Saturday, December 11, 2010

AGALLOCH "MARROW OF THE SPIRIT" (Profound Lore)

I don't like Agalloch. I have never understood the overwhelming critical and public popularity of this band. Every effort i've ever heard from them has been the same: incredibly overbearing, self-important goth rock pomp dressed up in thin trappings of black metal. They're black metal the same way that Christian Death are heavy. "Marrow of the Spirit" has arrived with little fanfare but with a ridiculously enthusiastic and immediate reception. Already vaulting to the top of many "best of the year" lists from both major publications (New York Times) and genre-specific rags (Decibel, et al), Agalloch are poised to sweep another number of more deserving releases under the proverbial rug, a triumphant gleam in their collective tear-weeping goth rock eye and worthless trophies in hand.
I wanted to make sure that i hadn't missed something since i'd last listened to Agalloch so i gave this record a thorough run-through last night and my opinion was largely unchanged. Agalloch still sucks, and their music is still a bloated corpuscule of pretentious black-metal aping drivel.
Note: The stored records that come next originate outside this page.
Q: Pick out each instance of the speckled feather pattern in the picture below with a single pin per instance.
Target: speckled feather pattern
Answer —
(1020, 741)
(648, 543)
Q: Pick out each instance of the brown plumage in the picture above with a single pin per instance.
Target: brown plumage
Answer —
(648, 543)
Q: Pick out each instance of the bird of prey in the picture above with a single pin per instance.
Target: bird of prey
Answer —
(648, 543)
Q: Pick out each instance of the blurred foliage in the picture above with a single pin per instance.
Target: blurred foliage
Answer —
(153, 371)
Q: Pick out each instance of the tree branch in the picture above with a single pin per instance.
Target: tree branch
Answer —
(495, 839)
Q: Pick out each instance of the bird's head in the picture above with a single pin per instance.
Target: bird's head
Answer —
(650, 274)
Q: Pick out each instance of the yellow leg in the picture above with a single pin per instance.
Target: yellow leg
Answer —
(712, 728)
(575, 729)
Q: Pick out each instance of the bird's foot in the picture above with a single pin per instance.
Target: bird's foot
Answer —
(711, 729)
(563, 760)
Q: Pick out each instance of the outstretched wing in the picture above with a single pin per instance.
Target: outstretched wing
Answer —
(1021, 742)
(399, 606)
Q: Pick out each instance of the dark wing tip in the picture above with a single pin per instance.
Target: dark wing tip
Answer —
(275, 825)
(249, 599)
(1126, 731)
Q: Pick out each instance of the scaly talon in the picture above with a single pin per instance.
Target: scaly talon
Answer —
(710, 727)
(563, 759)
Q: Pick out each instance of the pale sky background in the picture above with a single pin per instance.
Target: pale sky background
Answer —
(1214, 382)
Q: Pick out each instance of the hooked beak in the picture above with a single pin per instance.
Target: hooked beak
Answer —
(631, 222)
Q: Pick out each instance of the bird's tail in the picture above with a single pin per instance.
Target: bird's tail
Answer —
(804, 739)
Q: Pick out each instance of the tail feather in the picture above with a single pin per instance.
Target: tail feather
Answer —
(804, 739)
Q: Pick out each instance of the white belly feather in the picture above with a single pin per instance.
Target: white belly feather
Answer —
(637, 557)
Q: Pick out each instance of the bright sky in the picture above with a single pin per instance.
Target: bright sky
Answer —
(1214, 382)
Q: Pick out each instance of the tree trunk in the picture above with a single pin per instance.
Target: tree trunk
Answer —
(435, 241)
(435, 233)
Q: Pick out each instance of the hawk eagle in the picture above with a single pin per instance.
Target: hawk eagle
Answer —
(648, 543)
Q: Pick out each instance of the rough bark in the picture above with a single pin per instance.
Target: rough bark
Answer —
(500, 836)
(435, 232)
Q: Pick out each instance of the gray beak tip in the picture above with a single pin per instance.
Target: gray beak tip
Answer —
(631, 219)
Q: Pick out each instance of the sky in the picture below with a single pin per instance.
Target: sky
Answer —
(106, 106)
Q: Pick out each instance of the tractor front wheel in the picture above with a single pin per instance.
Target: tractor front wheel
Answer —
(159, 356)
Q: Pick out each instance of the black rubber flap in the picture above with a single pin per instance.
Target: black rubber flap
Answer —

I experienced a small tremor of excitement when i found out that Agalloch had enlisted Aesop Dekker (of Ludicra) to handle drum duties on "Marrow" but as fine a drummer as he is, and as well versed in more traditional black metal as he is, it isn't enough to overcome the hulking wreath of overwrought compositional masturbation on display throughout the album. Composed of six tracks clocking in at a substantial 65 minutes, "Marrow of the Spirit" absolutely crumbles under its egotistical vision and ambition. The goal here seems to be (as it always has) epic black metal in the vein of Weakling or Nargaroth and while lengthy songs will get you part of the way there the other necessity is quality, and Agalloch just doesn't have it. Every track is full of bland watered-down post rock bullshit, the sort of guitar triple tracking that even Mogwai would have tossed out for being too fucking lofty. Tones change in the midst of songs, creating a tremendous removal from any sort of transcendence that might have been obtained by the immersive length of the material. It's all just so much black metal lite and it's sad that this is what passes as exemplary extreme metal art. Agalloch take much from a "depressive" band like Katatonia (also pretty overrated, in my eyes) and seek to rough it up by throwing in some blast beats and a few rasps but it's a polymer that fails every time. It's posturing, metal created by artistic music goon minds because prog rock doesn't do so well these days.
Of course there's nothing close to bands like Dream Theater here; a more apt comparison to modern prog would be Porcupine Tree, another band trafficking in a light reimagining of what came before. Both bands write mostly terrible songs and both bands cloak those terrible songs in a package of artistic and intellectual importance, aptly fooling the public (in the case of Porcupine Tree) and the critical community (Agalloch, for so many years now.) There's no redemptive qualities here. "Marrow of the Spirit" is boring, regurgitated and reconstituted crap. There are worse bands, yes, but few that mine a genre so efficiently and cutthroat as Agalloch. By the time i got to the last song, i found myself shaking my head in disbelief and dismay at the horrible pretension of what i was hearing. Acoustic guitars, verses delivered in windy whispers, blobs of guitar distortion hanging in the back, violins wailing mournfully as the album sputters out. Agalloch strive for the sort of beauty found in the most elusive and romantic black metal, the kind propagated by bands like S.V.E.S.T. and again, Weakling, but they will never craft anything as remotely haunting or gorgeous as the first three minutes of "Dead as Dreams." They just don't have the passion or emotion found in that sort of black metal. Instead Agalloch are content to writhe around in the goth-rock sandbox, browbeating black metal to serve their needs while their records browbeat an undereducated audience content with being served falsehoods.

2 comments:

The Yellow Porcupine said...

So Porcupine Tree is "fooling the public"; hmmmm, it's amazing that you can see what an ever increasing number of listeners have somehow overlooked - the PT Deception. Having listened to PT since the late 90s, I'd have to say you are only fooling yourself. You've created a nonexistent cloak of deception in your own mind.

Cory said...

I knew this one would push some buttons. I'm glad you actually took issue with the stuff about Porcupine Tree and you aren't getting all over me about Agalloch. I like Steven Wilson quite a bit and much of his work as Bass Communion blows me away. It's really beautiful stuff. I just don't care for Porcupine Tree. It feels too safe for my tastes. My comments derive from the fact that much like Radiohead, PT are a band that garners a lot of critical acclaim for being musically removed from their contemporaries despite not offering anything that i can really see as challenging. Same with Agalloch. There's just not enough there for me.